Online: 18.01.2017 - ePaper: 19.01.2017

Wohnungsbrand: Zwei Verletzte

ZoomEine Wohnung hat am frühen Mittwochmorgen in der Wustrower Marschstraße teilweise gebrannt. Die Bewohner kamen mit dem Verdacht auf Rauchgasvergiftungen ins Krankenhaus. Ein Feuermelder hat ihnen eventuell das Leben gerettet. Er riss die beiden aus dem Schlaf.

bp Wustrow. Rauchmelder retten Leben, heißt es immer wieder von der Feuerwehr. Der Satz hat sich am Mittwochmorgen in Wustrow bewahrheitet. Denn gegen 4 Uhr brannte eine Wohnung in der Marschstraße und womöglich hat ein Feuermelder den Bewohnern im ersten Stock des Hauses tatsächlich das Leben gerettet. Sein schrilles Piepen riss laut Polizei fünf oder sechs Personen aus dem Schlaf.

Nach Angaben der Freiwilligen Feuerwehr Wustrow reagierten die Bewohner trotz des Schrecks genau richtig, denn sie schlossen während ihrer Flucht geistesgegenwärtig Fenster und Türen. Dadurch sei Schlimmeres verhindert worden, weil die Sauerstoffzufuhr begrenzt wurde und sich das Feuer vielleicht auch deshalb nicht über das Wohnzimmer hinaus entwickelte.

Die Wehrleute hatten das Feuer schnell unter Kontrolle. Rettungskräfte brachten zwei 18 und 17 Jahre alte Bewohner mit dem Verdacht auf eher leichte Rauchgasvergiftungen ins Salzwedeler Krankenhaus. Selbst zwei große Schlangen, die sich in dem Raum in einem Terrarium befanden, überlebten das Feuer. Die beiden ungiftigen Pythons krochen zwar aus ihren zerstörten Gehegen, konnten aber kurze Zeit später eingefangen werden.

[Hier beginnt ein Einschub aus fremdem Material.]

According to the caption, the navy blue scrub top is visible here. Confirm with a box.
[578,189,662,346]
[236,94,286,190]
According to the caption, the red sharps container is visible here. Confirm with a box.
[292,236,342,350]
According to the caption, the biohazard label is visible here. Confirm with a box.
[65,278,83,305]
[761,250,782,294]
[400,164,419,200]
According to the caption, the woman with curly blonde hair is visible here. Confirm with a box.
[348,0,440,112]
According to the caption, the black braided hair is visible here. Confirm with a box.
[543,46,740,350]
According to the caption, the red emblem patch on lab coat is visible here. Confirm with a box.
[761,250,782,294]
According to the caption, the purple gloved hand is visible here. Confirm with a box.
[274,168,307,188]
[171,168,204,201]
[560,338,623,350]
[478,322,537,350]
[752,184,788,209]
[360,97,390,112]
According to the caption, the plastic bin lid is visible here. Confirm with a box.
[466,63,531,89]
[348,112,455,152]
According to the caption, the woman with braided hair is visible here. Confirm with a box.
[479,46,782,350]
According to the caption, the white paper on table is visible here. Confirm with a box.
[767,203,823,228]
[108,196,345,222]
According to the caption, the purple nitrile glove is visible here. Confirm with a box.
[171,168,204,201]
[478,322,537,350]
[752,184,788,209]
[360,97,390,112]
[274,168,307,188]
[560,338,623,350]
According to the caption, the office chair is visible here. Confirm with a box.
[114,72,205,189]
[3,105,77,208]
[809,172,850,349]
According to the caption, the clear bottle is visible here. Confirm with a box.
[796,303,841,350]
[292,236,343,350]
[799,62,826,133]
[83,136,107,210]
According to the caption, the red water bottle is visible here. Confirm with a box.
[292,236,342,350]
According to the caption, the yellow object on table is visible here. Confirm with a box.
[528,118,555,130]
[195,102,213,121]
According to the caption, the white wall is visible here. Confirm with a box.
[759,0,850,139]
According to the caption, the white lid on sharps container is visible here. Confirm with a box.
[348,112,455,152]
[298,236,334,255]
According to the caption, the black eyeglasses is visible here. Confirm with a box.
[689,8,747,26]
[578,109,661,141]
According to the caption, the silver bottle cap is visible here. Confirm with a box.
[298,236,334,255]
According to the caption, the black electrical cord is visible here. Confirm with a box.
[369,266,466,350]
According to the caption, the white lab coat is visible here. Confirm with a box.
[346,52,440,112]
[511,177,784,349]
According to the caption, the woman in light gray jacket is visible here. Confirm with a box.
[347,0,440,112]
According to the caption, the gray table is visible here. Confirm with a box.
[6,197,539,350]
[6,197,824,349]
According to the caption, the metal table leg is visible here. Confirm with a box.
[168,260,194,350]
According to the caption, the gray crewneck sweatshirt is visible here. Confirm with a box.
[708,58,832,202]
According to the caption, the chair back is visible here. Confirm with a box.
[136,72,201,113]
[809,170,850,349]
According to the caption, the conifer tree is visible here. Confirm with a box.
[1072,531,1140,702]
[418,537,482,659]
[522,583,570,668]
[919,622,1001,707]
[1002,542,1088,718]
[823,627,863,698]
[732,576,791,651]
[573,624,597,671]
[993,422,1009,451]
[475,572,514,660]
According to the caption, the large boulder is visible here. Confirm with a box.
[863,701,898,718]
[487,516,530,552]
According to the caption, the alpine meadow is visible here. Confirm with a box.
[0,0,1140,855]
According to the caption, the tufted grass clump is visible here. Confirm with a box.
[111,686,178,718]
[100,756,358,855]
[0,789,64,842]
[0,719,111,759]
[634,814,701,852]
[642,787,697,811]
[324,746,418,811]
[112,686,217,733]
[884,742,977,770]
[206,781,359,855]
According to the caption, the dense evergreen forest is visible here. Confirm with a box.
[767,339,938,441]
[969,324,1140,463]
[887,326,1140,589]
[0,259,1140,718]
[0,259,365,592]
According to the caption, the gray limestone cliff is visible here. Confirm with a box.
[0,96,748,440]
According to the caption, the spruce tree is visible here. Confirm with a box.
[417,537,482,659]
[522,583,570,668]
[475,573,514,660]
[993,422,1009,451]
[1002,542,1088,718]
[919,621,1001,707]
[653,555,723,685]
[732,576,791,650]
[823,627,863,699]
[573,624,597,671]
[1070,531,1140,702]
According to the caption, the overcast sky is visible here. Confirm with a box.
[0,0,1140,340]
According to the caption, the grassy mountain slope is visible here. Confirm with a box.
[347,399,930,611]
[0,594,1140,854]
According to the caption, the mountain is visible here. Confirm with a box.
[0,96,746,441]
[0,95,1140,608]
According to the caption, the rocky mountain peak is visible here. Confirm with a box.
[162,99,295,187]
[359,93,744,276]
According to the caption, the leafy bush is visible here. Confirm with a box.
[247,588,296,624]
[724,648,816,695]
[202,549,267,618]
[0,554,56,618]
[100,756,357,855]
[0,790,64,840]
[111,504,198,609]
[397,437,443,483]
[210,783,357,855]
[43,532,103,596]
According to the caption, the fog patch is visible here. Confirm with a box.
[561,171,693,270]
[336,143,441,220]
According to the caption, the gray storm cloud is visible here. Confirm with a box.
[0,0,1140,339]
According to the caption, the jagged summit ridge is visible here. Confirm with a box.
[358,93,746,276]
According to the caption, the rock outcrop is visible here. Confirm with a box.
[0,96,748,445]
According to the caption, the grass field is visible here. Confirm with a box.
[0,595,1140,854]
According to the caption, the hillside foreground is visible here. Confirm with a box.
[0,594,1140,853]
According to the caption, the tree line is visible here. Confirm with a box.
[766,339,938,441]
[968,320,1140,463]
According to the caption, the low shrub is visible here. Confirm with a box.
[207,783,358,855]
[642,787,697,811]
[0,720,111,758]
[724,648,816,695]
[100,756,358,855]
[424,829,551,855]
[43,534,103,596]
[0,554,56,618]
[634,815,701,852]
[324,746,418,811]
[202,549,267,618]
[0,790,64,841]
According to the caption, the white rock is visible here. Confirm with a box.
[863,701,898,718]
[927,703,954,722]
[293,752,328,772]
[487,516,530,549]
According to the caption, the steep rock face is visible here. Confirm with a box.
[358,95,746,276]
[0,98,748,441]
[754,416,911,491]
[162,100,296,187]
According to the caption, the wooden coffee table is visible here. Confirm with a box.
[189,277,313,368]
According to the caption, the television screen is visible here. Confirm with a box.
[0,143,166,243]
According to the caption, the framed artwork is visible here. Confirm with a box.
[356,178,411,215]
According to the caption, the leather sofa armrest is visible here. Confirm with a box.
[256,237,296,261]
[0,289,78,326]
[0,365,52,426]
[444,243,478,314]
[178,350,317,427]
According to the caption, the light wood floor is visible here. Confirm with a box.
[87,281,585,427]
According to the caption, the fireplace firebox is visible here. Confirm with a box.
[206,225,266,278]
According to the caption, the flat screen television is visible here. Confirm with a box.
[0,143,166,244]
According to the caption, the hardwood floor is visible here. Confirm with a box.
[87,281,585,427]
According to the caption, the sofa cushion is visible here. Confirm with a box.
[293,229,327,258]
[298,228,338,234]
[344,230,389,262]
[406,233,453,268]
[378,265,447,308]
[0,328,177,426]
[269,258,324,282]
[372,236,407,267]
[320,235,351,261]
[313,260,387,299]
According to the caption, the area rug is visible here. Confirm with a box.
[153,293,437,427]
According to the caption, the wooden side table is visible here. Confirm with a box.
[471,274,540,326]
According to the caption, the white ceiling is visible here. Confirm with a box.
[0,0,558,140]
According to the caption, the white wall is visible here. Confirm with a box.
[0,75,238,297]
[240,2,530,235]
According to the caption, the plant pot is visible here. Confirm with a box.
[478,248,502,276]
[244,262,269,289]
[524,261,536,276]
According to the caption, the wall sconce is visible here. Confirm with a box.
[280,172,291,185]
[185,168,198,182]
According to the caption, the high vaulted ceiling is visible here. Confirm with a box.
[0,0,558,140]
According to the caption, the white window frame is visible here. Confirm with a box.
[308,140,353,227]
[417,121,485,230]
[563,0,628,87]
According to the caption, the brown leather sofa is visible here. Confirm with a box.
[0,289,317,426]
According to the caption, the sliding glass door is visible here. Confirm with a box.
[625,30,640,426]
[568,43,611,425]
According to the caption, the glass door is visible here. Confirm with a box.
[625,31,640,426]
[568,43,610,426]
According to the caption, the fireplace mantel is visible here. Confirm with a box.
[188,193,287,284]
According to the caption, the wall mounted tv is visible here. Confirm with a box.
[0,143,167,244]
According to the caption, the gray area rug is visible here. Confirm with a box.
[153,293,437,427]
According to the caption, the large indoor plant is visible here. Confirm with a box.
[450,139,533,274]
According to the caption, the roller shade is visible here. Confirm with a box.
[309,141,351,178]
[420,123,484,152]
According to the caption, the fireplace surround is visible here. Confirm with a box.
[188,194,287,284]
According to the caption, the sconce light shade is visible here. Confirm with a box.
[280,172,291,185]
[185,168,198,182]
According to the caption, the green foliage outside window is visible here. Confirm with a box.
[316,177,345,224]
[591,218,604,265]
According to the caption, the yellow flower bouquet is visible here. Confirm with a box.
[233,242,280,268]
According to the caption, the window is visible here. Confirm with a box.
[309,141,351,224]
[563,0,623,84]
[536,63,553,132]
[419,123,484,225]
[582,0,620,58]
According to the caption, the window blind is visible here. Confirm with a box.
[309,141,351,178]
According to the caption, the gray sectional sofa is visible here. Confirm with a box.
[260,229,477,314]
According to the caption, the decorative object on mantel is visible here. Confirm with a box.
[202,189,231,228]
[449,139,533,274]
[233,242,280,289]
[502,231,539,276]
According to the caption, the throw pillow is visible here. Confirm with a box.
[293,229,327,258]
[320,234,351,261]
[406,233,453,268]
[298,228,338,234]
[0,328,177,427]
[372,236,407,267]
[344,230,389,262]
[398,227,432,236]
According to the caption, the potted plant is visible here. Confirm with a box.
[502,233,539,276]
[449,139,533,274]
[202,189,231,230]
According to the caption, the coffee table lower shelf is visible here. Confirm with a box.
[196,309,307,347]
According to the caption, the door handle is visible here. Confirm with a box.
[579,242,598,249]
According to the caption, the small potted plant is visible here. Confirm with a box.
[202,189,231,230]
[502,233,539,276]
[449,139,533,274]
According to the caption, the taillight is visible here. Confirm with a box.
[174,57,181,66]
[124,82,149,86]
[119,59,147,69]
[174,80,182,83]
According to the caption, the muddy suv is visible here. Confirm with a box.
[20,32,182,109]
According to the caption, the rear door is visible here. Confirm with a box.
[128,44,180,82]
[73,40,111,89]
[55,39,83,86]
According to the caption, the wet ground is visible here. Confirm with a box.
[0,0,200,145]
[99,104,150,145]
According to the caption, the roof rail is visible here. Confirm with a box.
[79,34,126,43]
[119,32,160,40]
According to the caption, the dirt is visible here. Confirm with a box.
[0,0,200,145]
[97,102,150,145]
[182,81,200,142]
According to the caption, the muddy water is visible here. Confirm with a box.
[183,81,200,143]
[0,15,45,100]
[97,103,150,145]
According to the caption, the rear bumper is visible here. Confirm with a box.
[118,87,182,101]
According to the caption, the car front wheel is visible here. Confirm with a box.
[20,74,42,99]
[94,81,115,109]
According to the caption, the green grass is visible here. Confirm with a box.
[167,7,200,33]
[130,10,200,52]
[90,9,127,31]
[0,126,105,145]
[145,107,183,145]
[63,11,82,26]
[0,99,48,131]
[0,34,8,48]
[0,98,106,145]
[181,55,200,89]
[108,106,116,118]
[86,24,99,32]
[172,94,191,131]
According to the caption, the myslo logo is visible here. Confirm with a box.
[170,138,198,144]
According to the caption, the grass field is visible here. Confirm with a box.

Die Polizei schätzt den Schaden auf 10000 Euro. Möglicherweise ist nur Inventar, kaum aber das Gebäude zu Schaden gekommen. Die Polizei ermittelt, kann bisher weder einen technischen Defekt noch vorsätzliche oder fahrlässige Brandstiftung ausschließen. Die Feuerwehren Wustrow, Lüchow, Lübbow und Lensian waren mit knapp 100 Einsatzkräften vor Ort.